The 18,000 gallons of propane Camp Allendale orders typically is more than enough to heat the 15 buildings on the grounds for the entire year. But this winter has brought so many days of subzero weather that workers have turned down thermostats, plugged in electric heaters and hoped they wouldn’t need to buy more propane as prices spiked, bookkeeper Nancy Pim said.
Multiple bitterly cold days this winter have caused a national shortage in propane, which led to prices jumping by 50 cents or $1 in a single day, said Paul Voiles, operations manager at Gaile’s Propane.
Typically propane costs less than $2 per gallon during warm months, but prices in January got as high as $4.40 per gallon, which was double the highest price last winter and the highest Voiles has seen in 26 years working in propane, he said.
Homeowners who didn’t pre-order the fuel were stuck paying higher prices, and many put in small orders of 100 gallons to try to last until prices came down, Voiles said.
“During a normal winter, a 10-cent increase is huge.

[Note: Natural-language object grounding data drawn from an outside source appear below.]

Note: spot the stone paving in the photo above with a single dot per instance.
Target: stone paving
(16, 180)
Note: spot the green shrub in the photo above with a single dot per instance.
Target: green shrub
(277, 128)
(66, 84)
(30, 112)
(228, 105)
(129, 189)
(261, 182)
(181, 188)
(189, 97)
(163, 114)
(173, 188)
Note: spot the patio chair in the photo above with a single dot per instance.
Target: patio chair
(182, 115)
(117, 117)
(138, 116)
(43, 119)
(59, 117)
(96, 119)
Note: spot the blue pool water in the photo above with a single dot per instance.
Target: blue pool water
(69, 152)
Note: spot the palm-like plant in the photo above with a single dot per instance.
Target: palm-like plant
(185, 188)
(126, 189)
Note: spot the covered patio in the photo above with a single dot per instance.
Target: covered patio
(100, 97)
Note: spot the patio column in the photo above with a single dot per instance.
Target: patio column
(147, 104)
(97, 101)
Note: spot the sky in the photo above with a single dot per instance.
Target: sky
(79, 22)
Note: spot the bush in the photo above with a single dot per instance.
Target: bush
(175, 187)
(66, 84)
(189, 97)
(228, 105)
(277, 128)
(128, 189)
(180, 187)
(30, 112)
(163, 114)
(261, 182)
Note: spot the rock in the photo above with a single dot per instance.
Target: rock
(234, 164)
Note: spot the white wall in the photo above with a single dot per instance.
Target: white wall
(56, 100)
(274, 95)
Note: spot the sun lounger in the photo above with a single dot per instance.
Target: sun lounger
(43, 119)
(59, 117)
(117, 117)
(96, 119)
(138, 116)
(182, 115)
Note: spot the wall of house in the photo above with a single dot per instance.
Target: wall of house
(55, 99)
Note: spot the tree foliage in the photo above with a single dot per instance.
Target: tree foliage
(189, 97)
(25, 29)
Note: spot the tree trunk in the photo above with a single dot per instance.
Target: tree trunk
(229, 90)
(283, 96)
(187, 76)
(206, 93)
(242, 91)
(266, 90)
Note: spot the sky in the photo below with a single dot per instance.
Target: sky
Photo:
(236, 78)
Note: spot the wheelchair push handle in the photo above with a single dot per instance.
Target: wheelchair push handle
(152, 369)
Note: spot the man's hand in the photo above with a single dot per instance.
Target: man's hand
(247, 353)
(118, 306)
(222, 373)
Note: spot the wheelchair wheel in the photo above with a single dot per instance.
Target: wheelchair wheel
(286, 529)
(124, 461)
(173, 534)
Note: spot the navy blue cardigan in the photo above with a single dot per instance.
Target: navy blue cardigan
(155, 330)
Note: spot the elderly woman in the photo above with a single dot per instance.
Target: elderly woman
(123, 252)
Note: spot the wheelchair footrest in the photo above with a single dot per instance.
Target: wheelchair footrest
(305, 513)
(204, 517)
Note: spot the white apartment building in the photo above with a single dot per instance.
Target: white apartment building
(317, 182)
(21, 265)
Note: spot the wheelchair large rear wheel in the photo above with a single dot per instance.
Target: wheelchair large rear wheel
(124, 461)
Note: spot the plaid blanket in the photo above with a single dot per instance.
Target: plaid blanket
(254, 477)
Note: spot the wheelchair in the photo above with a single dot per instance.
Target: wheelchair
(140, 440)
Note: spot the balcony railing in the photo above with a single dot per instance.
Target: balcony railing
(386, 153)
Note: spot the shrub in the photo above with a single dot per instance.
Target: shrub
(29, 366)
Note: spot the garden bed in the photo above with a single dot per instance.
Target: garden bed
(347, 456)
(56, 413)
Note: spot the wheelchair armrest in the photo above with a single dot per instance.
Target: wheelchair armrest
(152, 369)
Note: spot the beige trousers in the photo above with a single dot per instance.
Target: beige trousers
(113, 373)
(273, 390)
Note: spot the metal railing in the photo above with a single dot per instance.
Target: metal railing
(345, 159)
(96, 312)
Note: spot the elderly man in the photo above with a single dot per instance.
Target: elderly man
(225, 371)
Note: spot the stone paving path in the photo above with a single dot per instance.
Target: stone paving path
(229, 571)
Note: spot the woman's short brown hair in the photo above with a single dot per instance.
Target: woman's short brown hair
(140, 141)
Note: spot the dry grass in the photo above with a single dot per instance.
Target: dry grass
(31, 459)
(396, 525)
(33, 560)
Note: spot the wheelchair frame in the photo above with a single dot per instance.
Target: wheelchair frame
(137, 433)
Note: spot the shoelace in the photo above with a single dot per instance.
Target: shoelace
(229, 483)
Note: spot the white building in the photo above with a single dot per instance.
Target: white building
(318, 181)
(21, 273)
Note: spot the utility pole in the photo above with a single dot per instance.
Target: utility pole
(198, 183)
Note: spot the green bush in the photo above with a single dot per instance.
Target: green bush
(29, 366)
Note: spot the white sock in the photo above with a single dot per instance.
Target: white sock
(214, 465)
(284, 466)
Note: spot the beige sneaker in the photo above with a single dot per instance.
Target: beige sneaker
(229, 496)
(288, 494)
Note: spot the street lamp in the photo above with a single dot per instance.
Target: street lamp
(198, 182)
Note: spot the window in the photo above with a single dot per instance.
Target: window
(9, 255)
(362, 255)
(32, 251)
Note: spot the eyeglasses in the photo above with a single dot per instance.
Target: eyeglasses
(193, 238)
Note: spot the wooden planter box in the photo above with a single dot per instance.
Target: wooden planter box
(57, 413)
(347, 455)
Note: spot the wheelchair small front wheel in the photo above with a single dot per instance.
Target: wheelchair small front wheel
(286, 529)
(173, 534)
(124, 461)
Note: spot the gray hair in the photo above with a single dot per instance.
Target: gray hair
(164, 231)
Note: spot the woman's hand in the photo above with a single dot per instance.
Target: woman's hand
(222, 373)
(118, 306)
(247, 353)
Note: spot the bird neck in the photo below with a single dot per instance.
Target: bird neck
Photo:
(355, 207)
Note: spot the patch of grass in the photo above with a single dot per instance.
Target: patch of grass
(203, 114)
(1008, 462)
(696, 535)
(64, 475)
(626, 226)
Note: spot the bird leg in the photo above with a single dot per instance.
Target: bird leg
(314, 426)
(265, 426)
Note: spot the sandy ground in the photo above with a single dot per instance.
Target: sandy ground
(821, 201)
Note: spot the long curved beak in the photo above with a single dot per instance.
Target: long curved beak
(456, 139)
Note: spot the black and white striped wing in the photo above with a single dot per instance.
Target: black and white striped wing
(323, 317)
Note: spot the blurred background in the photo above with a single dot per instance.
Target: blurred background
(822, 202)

But we were seeing dollar increases on a daily basis,” he said.
The propane shortage was caused by multiple factors, starting in the fall. A late, wet harvest led to farmers using more propane to dry crops, and a major national pipeline was shut for repairs, according to the National Propane Gas Association. Then winter storms hit the Midwest and East and caused homeowners and businesses to use more propane to heat homes, straining the already limited supply.
Prices are starting to go down as temperatures warm up, with average prices at about $3.75 per gallon in Indiana, according to the U.S. Energy Information Association.

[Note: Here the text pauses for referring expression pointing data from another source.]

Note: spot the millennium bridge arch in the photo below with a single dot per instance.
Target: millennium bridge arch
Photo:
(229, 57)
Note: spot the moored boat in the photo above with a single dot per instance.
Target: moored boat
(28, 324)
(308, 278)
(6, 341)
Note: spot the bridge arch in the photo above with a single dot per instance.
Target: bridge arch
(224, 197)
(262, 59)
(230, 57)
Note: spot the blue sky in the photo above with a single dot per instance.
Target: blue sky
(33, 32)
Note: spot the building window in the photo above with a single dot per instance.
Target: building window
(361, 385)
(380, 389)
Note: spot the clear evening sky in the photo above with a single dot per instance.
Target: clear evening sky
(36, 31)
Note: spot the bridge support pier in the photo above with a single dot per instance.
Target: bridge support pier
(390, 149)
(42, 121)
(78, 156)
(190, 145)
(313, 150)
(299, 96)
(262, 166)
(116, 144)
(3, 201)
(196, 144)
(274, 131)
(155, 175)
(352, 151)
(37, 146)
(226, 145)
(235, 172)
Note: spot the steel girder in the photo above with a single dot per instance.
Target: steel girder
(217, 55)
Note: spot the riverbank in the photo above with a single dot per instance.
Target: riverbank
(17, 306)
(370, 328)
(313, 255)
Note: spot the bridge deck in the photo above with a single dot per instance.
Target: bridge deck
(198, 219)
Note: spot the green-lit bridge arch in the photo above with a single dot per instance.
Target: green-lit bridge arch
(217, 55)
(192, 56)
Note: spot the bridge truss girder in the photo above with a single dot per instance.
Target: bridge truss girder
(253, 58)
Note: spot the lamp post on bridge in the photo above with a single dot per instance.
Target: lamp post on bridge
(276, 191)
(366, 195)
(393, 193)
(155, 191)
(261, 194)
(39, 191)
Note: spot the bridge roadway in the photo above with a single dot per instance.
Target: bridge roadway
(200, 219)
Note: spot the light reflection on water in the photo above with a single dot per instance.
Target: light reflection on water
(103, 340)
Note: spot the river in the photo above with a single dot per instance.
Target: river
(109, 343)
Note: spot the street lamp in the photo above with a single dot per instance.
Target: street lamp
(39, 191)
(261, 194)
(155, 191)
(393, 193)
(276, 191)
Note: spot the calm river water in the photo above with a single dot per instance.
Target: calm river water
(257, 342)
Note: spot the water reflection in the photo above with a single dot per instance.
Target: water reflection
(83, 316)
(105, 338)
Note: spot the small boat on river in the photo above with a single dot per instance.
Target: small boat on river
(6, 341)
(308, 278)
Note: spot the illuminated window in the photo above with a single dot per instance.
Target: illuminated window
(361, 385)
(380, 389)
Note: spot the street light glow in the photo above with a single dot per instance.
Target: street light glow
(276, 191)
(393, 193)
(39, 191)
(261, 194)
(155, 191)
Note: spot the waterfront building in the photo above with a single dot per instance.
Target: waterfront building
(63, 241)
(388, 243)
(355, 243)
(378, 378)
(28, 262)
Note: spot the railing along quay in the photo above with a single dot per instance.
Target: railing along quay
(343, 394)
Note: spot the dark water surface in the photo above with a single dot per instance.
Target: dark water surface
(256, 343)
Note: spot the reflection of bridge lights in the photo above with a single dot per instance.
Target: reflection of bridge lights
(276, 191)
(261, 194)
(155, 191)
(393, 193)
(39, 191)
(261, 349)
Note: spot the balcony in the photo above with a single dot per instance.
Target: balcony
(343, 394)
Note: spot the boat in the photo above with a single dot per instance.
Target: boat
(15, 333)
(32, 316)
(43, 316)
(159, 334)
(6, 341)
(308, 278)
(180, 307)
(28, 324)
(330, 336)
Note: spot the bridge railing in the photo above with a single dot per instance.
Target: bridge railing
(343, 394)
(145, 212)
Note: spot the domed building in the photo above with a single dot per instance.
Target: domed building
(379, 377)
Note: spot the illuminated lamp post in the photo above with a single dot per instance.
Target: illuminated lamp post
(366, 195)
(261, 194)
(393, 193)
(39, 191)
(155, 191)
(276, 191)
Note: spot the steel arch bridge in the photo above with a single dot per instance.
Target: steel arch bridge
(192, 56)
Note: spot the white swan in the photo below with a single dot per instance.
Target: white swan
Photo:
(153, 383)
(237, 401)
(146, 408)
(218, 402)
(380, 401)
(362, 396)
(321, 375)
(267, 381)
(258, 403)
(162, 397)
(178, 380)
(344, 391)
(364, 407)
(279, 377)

Rural residents are most likely to have propane heat in areas where natural gas lines haven’t been installed. Gaile’s serves about 800 customers in Johnson County mostly around Bargersville and Trafalgar.
The short supply caused prices to fluctuate wildly, and Gaile’s was waiting longer to get deliveries to the storage tanks at the shop. Because of the shortage, the supplier slowed some deliveries to customers who get automatic refills to make sure they didn’t run out. Instead of refilling tanks at homes when they’d get to about 50 percent full, the company was waiting until the tanks were running closer to 25 percent full before making a delivery, Voiles said. The average home tank holds about 425 gallons of propane and typically might need to be refilled once during the winter, Voiles said.
By January customers were asking for small orders of 100 gallons and needing more just a few weeks later, he said. Customers were saying they were using electric heaters, burning wood in their fireplaces or dragging out extra blankets and sweatshirts to try to conserve as much propane as possible. But because temperatures dropped as low as 20 degrees below zero, they still needed more.
Staff at Camp Allendale have been taking similar measures while trying to heat 15 buildings, enough to host scheduled retreats, Pim said. Some heaters haven’t been able to keep up with the coldest temperatures, and the camp was burning propane constantly just to keep pipes from freezing, she said.
“They are adjusting thermostats down as low as they can, but that’s still not real low because with these extreme temperatures even our heat sources are having trouble keeping it up. So there are a couple buildings we’re not using right now because the heaters can’t keep up with the extreme temperatures,” she said.
Gaile’s has been able to make deliveries whenever the camp needed more propane, and the nonprofit signed a contract for up to 18,000 gallons at a price of $1.39. Camp Allendale has about 4,000 gallons left at that price, but that amount has to last until June, Pim said.